A man suspected of trying to advise the so-called Islamic State on missiles has been arrested in Australia.
Haisem Zahab, 42, was arrested at Young, in rural New South Wales, on Tuesday, PM Malcolm Turnbull said.
Police allege the electrician was helping to develop a long-range guided missile, and designing a laser device to warn of incoming munitions used by forces in Iraq and Syria.
The arrest did not relate to a planned attack in Australia, Mr Turnbull said.
Mr Zahab was an Australian citizen and planned to provide IS "with the technical capability, and high-tech capability, to detect and develop missiles", the prime minister said.
Australian Federal Police Commissioner Andrew Colvin alleged the man was acting alone and his advice was "fairly sophisticated and well-planned".
He did not appear to have direct experience with missile or laser technology, the commissioner said.
Tuesday's police raid involving dozens of officers followed a complex 18-month investigation.
Police said Mr Zahab was arrested in front of his family, including children, at Young, about 150km (93 miles) north-west of Canberra.
Footage broadcast on the local Nine network showed police with dogs and metal detectors scouring the rural property.
"This is a very technical offence and this gentleman is quite technically minded so we will be doing a complete, thorough forensic examination of that property," Mr Colvin said.

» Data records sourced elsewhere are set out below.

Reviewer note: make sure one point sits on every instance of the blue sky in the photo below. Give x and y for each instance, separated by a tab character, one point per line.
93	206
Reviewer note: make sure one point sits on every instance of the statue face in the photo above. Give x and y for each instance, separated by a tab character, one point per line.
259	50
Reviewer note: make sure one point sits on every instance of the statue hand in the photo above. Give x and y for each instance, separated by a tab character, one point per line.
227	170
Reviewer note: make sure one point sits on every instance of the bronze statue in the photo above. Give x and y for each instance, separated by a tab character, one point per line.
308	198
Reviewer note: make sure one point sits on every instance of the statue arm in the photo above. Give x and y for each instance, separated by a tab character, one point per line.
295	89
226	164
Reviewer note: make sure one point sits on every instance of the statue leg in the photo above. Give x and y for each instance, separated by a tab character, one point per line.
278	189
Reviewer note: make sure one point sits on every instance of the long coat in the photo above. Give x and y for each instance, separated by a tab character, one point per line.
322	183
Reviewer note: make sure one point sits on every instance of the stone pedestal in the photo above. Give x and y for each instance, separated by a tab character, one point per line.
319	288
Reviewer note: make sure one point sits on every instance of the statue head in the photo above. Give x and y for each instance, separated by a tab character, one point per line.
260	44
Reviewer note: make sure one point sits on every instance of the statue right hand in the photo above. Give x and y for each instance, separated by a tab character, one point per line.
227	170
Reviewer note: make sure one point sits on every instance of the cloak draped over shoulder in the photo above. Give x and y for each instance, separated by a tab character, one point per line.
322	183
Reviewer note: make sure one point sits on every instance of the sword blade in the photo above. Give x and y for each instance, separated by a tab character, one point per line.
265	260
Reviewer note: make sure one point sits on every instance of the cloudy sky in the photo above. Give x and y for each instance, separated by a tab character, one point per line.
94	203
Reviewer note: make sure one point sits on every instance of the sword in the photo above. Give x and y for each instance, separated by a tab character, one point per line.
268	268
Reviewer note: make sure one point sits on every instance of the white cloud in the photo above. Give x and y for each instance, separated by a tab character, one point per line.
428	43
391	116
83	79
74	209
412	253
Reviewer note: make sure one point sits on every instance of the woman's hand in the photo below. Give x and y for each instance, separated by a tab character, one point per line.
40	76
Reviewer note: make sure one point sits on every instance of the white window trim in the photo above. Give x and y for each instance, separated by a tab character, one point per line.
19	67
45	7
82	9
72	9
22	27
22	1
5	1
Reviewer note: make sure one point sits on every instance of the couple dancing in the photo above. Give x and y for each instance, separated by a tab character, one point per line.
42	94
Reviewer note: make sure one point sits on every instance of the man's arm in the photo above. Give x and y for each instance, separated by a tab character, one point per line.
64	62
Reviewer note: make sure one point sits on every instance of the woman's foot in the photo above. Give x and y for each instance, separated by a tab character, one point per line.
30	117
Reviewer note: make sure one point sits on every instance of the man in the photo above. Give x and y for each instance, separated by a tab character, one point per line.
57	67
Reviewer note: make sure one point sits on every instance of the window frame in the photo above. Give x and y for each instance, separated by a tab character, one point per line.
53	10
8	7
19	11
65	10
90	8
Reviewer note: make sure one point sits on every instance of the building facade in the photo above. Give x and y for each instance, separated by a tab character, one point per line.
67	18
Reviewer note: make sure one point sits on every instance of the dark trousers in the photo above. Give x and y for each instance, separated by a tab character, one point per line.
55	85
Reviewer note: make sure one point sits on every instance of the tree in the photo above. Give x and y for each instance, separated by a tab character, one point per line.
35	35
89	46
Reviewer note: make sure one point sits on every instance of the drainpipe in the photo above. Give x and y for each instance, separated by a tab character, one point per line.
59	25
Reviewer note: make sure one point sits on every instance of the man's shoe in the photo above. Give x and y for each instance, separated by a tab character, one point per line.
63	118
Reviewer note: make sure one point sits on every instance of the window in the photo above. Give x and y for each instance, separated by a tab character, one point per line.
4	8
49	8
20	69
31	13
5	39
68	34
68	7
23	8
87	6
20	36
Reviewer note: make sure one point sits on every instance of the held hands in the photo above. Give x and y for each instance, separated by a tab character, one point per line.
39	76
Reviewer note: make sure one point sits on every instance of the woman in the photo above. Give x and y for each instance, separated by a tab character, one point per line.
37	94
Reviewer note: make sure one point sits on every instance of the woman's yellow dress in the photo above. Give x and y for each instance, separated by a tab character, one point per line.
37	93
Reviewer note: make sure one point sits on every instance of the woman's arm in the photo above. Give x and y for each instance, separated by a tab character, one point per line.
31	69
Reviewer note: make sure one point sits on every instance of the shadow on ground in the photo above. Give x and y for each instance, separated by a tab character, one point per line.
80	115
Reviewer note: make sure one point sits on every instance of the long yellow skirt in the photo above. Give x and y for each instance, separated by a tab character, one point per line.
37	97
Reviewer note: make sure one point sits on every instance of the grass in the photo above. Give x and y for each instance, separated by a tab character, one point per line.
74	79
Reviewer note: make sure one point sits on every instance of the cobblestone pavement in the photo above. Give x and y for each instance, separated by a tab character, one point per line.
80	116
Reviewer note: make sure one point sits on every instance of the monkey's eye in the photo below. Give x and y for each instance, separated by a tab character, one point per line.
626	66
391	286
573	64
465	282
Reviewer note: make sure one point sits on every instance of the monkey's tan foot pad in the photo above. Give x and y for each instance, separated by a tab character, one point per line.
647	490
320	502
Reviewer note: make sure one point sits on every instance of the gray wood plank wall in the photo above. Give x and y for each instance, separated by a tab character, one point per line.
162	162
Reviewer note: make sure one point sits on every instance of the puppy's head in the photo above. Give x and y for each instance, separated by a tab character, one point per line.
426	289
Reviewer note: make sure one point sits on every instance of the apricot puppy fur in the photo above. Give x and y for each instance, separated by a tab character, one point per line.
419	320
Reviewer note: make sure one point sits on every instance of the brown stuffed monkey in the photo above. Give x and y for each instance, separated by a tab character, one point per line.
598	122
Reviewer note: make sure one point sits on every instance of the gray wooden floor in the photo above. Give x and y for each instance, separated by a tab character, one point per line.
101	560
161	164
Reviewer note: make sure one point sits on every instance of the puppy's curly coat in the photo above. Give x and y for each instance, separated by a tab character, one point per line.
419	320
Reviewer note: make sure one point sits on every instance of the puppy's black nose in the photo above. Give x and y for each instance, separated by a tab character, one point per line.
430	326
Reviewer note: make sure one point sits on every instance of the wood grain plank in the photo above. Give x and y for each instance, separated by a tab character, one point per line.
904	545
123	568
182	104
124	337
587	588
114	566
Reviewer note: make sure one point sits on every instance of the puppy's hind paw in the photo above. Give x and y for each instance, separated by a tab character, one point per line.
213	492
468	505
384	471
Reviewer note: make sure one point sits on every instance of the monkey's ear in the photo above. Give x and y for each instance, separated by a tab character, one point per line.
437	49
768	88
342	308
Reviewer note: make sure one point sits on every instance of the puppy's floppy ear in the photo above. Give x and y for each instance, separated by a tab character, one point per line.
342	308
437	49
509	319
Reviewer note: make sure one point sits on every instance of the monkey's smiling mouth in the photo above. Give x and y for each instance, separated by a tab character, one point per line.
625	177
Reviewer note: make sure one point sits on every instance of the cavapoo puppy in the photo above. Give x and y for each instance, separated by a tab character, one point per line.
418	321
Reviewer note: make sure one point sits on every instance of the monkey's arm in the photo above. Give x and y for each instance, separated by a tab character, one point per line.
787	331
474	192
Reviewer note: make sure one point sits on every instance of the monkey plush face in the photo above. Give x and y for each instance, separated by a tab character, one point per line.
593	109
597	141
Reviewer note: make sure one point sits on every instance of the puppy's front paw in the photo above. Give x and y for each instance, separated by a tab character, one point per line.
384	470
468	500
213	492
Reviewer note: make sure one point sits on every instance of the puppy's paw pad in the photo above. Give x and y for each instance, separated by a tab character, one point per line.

"It could take hours, if not days, and we will leave no stone unturned in what we're looking for."
Mr Zahab is facing two foreign incursion-related charges carrying a maximum penalty of life in prison, and a lesser charge of failing to comply with a police order.
"This highlights that terrorism, support for terrorist groups, and Islamist extremism is not limited to our major cities," Mr Turnbull said.
"It once again shows that we all need to be very vigilant."
Mr Turnbull praised the joint efforts of Australian Federal Police and New South Wales Police.